Having a conversation about better benefits and leave with your HR team doesn't mean you're done. But it does mean you're doing something. You're putting your management title to some good use in that moment, and getting your ass in gear. True power lies wherever you can make change happen. For someone in your org, this will matter.

When people are contemplating a career in management, they often say something like, "I don't want to approve vacation all day long." This is bizarre. We've never met an organization that has enough vacation underway at any given moment to attach a full-time manager to that task. But it's a common way to dunk on managers when you don't know, and aren't even a little bit curious, about what they do all day.
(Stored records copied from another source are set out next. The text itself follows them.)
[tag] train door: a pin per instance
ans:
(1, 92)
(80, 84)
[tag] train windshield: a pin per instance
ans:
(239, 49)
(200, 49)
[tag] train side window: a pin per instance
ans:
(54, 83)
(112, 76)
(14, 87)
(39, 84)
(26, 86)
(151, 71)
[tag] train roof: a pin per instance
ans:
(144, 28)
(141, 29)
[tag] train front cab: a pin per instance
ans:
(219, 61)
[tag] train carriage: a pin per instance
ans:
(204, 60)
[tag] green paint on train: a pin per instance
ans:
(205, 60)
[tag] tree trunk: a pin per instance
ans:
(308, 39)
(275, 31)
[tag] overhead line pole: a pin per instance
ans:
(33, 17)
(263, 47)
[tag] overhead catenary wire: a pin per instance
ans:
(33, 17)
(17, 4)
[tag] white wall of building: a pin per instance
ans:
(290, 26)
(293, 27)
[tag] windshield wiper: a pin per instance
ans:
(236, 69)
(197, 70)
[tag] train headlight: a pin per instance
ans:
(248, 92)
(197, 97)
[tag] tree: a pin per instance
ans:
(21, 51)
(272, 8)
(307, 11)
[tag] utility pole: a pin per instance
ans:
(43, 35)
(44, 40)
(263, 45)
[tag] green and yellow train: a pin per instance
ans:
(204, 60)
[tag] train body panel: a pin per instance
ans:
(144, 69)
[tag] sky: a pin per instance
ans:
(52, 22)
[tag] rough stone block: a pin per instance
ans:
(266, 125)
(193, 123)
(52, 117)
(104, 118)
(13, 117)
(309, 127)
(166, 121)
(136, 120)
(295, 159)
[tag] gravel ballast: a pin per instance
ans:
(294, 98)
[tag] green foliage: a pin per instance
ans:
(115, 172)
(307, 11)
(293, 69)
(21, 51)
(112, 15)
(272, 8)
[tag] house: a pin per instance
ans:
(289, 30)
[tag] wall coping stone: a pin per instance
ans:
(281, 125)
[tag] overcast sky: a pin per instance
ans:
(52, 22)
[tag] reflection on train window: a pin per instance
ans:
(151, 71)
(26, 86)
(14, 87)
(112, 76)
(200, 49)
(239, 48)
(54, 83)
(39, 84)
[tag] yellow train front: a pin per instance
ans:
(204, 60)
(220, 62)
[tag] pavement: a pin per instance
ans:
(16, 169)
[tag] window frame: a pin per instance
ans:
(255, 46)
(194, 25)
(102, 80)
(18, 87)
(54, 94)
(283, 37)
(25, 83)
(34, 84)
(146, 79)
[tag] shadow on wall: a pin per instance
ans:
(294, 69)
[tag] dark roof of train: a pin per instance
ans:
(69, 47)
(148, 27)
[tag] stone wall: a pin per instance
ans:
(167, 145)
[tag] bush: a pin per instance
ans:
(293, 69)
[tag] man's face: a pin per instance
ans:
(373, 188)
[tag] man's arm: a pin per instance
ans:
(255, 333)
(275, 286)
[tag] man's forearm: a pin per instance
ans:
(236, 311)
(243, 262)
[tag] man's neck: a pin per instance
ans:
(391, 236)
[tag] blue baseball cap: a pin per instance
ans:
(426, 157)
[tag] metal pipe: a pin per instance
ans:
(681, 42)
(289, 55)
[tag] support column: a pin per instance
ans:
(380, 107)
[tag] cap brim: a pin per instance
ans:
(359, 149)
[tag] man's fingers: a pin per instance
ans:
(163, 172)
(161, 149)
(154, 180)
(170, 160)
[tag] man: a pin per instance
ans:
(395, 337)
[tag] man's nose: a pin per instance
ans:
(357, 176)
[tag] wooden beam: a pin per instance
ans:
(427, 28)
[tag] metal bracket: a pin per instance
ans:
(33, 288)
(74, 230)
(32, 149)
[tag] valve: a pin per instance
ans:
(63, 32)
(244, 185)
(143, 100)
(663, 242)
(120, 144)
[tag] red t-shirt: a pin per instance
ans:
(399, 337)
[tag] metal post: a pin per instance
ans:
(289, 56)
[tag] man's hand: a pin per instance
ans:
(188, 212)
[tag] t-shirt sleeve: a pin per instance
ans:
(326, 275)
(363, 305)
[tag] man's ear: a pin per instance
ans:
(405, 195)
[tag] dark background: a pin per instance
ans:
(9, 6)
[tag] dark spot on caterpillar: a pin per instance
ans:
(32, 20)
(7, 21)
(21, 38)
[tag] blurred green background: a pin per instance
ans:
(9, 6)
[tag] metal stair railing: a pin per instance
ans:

The glimmer of truth in the dunk is that sometimes approving leave or vacation or a transfer to a different office is more than a thing you have to do. It's a thing you get to do. It's where, for many leaders, the honor and grace and service shows up in the role. It's where approving a thing is not administrative overhead but it's changing someone's whole fucking life. Forever. And years later, when asked in a room full of strangers to think of a moment that had lasting impact, it's the thing they will scribble down.